雪がふる季節がやってきます。雪の上ではいろいろな落とし物を発見することができます。
木がある場所で、雪の上に注目してみましょう。うす茶色の羽が2枚ついた、チョウの形をした小さな粒を見つけることができます。この正体は白い色の木でおなじみ、シラカバのタネです。
木から落ちる前のタネは、枝にぶら下がる細長い実にきれいにしまわれています。実が風でゆれるたび、小さなタネが大量に飛ばされます。チョウのような2枚の羽は、タネが風を受けて遠くへ運ばれるための大切な飛行道具です。

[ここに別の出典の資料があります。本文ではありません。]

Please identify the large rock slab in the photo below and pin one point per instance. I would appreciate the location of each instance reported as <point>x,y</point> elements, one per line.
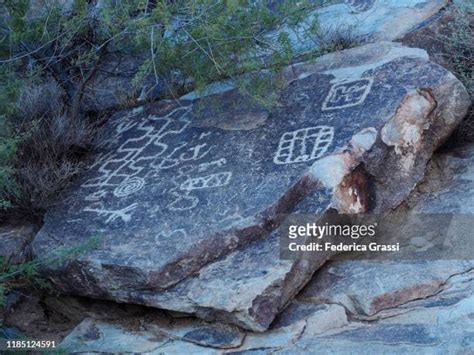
<point>345,20</point>
<point>182,184</point>
<point>367,20</point>
<point>15,241</point>
<point>441,323</point>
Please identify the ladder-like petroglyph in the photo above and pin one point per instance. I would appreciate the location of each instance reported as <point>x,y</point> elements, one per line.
<point>303,145</point>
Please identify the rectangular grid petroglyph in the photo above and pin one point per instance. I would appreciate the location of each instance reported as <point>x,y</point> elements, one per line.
<point>303,144</point>
<point>347,94</point>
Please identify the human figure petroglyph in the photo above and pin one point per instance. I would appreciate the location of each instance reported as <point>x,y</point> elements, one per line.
<point>146,153</point>
<point>347,94</point>
<point>206,182</point>
<point>303,144</point>
<point>360,5</point>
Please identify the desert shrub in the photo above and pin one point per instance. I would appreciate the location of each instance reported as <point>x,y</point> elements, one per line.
<point>183,44</point>
<point>17,276</point>
<point>48,152</point>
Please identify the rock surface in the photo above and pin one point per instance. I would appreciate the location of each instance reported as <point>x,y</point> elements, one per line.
<point>14,243</point>
<point>374,20</point>
<point>439,323</point>
<point>180,190</point>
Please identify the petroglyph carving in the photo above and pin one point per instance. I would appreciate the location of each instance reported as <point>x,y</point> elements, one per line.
<point>206,182</point>
<point>347,94</point>
<point>129,186</point>
<point>360,5</point>
<point>303,144</point>
<point>125,214</point>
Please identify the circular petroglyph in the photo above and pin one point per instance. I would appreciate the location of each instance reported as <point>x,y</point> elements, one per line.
<point>129,186</point>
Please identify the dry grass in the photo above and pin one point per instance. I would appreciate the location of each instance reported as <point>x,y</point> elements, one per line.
<point>51,152</point>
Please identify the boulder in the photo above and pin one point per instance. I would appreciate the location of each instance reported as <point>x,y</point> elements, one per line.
<point>186,195</point>
<point>438,323</point>
<point>15,242</point>
<point>347,21</point>
<point>368,20</point>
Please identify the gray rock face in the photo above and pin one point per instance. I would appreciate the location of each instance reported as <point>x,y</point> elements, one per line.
<point>368,20</point>
<point>438,323</point>
<point>182,189</point>
<point>14,243</point>
<point>374,20</point>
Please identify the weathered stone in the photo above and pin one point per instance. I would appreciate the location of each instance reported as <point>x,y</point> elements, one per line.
<point>181,184</point>
<point>440,322</point>
<point>365,288</point>
<point>367,20</point>
<point>373,20</point>
<point>15,241</point>
<point>101,337</point>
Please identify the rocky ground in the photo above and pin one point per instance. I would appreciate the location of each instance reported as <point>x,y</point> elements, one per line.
<point>227,290</point>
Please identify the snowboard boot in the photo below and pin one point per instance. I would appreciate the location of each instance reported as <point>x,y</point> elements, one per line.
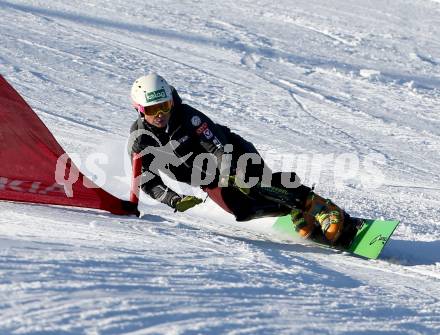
<point>304,223</point>
<point>328,216</point>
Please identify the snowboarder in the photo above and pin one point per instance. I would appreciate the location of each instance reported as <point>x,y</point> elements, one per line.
<point>182,142</point>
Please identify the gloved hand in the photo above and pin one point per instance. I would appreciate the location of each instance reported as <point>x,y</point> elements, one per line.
<point>186,203</point>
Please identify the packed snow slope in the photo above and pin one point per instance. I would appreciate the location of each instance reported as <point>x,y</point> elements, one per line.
<point>312,83</point>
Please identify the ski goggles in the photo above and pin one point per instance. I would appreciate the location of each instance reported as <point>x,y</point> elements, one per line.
<point>163,107</point>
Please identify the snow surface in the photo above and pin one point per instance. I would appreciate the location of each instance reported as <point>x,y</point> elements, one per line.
<point>305,81</point>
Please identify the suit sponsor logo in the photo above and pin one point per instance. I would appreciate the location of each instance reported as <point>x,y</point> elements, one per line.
<point>217,143</point>
<point>196,121</point>
<point>208,133</point>
<point>183,139</point>
<point>202,128</point>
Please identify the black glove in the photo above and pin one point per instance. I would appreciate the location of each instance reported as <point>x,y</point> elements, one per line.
<point>186,203</point>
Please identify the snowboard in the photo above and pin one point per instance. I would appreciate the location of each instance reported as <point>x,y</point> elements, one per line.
<point>361,237</point>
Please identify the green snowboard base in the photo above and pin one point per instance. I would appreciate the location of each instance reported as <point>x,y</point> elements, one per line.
<point>367,241</point>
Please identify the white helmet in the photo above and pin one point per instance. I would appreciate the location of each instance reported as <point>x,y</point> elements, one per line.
<point>150,90</point>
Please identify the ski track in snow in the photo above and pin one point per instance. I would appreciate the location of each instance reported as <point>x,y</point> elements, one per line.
<point>315,77</point>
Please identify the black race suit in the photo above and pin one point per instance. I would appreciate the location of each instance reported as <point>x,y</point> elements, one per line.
<point>174,150</point>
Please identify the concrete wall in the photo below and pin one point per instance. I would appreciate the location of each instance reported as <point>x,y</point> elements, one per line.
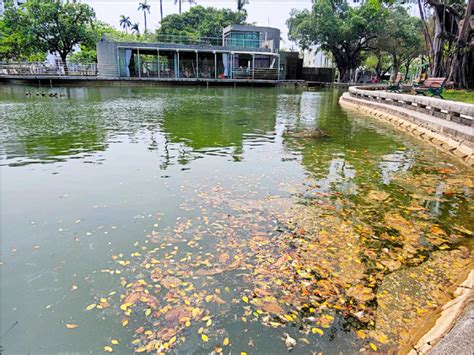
<point>107,65</point>
<point>325,75</point>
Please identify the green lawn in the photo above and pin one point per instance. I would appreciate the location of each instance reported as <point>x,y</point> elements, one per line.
<point>459,95</point>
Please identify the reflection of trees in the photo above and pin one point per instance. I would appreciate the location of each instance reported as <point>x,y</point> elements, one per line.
<point>218,121</point>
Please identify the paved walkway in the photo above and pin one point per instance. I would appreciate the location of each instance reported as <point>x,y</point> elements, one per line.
<point>460,340</point>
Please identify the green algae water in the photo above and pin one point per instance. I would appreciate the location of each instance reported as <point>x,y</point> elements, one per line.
<point>193,220</point>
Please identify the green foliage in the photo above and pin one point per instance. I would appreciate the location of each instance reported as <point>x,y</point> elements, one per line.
<point>337,28</point>
<point>200,21</point>
<point>400,37</point>
<point>15,42</point>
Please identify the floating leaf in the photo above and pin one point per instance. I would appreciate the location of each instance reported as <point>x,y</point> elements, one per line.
<point>317,331</point>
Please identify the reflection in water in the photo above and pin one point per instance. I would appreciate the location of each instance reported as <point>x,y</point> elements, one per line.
<point>256,232</point>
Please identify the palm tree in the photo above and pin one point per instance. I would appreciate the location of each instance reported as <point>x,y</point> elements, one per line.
<point>125,22</point>
<point>145,7</point>
<point>241,4</point>
<point>161,10</point>
<point>136,28</point>
<point>179,2</point>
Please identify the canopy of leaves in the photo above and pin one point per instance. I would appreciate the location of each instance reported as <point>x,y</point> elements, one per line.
<point>56,26</point>
<point>200,21</point>
<point>15,42</point>
<point>336,27</point>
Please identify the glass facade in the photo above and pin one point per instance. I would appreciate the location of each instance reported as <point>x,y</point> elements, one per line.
<point>242,39</point>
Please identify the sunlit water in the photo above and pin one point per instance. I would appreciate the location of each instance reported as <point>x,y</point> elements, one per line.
<point>99,183</point>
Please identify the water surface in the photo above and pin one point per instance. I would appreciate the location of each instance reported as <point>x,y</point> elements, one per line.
<point>182,219</point>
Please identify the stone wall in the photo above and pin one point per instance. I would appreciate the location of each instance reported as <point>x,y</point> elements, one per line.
<point>457,141</point>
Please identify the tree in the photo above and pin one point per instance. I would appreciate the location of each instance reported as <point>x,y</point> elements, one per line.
<point>145,7</point>
<point>15,41</point>
<point>125,22</point>
<point>241,4</point>
<point>136,28</point>
<point>179,2</point>
<point>200,21</point>
<point>449,38</point>
<point>56,26</point>
<point>161,11</point>
<point>337,28</point>
<point>399,37</point>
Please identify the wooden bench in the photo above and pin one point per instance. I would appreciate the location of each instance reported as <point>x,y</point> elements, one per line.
<point>434,86</point>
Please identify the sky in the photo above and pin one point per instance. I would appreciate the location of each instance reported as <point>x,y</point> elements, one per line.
<point>260,12</point>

また、タネが飛ばされる時、細長い実を形づくる果(か)りんとよばれる粒もいっしょに飛ばされます。果りんも雪の上で見つけることができ、その形はまるで鳥が空を飛んでいるようです。シラカバのタネと果りんは、チョウや鳥にそっくりのおもしろい形なので、雪の上で目をこらして見つけてみてください。
じつは、シラカバは9月なかごろからたくさんのタネや果りんを落としています。しかし、雪のない茶色の土の上ではタネや果りんを見つけるのは至難のわざです。白い雪の上だからこそできる楽しい発見です。